Path: utzoo!utgpu!news-server.csri.toronto.edu!cs.utexas.edu!swrinde!zaphod.mps.ohio-state.edu!cis.ohio-state.edu!ucbvax!WATSON.IBM.COM!jbs
From: jbs@WATSON.IBM.COM
Newsgroups: comp.arch
Subject: IEEE arithmetic
Message-ID: <9106150258.AA16308@ucbvax.Berkeley.EDU>
Date: 15 Jun 91 02:33:45 GMT
Sender: daemon@ucbvax.BERKELEY.EDU
Lines: 63


          Dik Winter said (the issue is whether 3x is a realistic
estimate of how much slower interval arithmetic will be compared to
straight floating point):
 > How come unrealistic?  Example, interval add a to b giving c:
 >         set round to - inf;
 >         c.low = a.low + b.low;
 >         set round to + inf;
 >         c.upp = a.upp + b.upp;
 > why would this be more than 3x slower than straight floating point?
          I said:
 >         Because it's 4 instructions vrs 1.
          Dik Winter:
Thus it would be 4 times as slow if each instruction takes exactly the same
time to issue.  This is not true on processors where the FPU is not pipelined
(in that case the setting of the rounding mode is much faster than the
addition).  It might also not be true on some pipelined processors, i.e.
if the multiply unit is not pipelined.  Etc.  Do you indeed know machines
where the above sequence would be four times as slow as a normal multiply?

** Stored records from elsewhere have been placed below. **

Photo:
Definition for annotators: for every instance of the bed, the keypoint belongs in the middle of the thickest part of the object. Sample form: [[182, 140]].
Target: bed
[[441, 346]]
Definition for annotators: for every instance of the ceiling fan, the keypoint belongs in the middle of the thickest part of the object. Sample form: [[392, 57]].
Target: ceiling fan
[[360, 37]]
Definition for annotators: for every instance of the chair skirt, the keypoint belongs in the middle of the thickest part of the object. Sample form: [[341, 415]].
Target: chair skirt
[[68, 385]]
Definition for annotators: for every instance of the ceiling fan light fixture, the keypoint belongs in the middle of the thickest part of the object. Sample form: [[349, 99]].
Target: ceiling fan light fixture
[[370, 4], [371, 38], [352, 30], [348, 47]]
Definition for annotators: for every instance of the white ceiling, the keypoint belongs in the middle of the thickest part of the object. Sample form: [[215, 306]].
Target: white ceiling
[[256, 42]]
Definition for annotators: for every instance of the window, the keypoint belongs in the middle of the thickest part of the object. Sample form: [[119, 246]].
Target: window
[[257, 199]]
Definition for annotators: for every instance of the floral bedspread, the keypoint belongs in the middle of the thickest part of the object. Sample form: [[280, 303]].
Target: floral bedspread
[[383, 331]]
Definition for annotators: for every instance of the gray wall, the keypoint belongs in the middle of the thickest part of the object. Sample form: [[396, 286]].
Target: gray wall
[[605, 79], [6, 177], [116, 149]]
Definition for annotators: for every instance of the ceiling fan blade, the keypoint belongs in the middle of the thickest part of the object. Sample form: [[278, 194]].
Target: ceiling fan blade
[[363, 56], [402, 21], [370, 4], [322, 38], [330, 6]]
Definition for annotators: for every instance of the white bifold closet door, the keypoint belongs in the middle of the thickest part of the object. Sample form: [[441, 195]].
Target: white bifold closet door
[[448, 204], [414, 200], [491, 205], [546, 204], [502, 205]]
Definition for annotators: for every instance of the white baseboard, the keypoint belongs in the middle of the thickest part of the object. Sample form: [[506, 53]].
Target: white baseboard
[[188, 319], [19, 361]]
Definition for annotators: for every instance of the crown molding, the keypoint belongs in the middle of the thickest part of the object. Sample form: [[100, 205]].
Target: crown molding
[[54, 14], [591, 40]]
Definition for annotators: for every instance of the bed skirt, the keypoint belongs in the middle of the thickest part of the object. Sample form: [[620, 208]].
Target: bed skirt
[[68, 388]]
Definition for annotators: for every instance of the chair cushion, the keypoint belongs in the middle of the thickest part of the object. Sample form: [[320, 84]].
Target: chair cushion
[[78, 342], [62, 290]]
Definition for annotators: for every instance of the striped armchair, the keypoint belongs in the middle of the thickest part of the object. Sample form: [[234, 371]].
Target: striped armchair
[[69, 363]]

          It will be at least 4 times slower on the Risc System 6000.
It may be more if the set floating mode instructions screw up the pipe-
line (I don't know if they do or not).
          I said
 >                                             Also lets see your code
 > for interval multiplication.
          Dik Winter:
Not difficult, it goes something like:
        if a.low >= 0.0 then
                if b.low >= 0.0 then
                        4 operations
                else if b.upp <= 0.0 then
                        4 operations
                else if b.upp >= - b.low then
                        4 operations
                else
                        4 operations
the remainder is left as an exercise for the reader.  The code is a bit
hairy, and on modern RISC machines you would not put it inline (a subroutine
jump to a leaf routine is extremely cheap).  We see that also here on
many machines the multiply operations take most of the time.  (The code
assumes that intervals do not contain inf, if you allow that the code only
gets hairier, not much more time consuming.)

          Some comments:
     1.  Handling this by a subroutine call would seem to require 4
floating loads to pass the input arguments and 2 floating loads to re-
trieve the answers.  This is already expensive.
     2.  All the floating compares and branches will severely impact
performance on the Risc System 6000.  The slowdown will be much more
than 3x.
     3.  Do you know of any machine where the above code will average
3x (or less) the time of a single multiply?
          On another topic Dik Winter said:
But you can get reasonable results without any pivoting if the condition
is very good!

          The need for pivoting is unrelated to the condition number.
This matrix 0 1 has condition number 1 and requires pivoting.
            1 0
This matrix 1+e 1-e (e small) has bad condition number and is not help-
            1-e 1+e           ed by pivoting.
                      James B. Shearer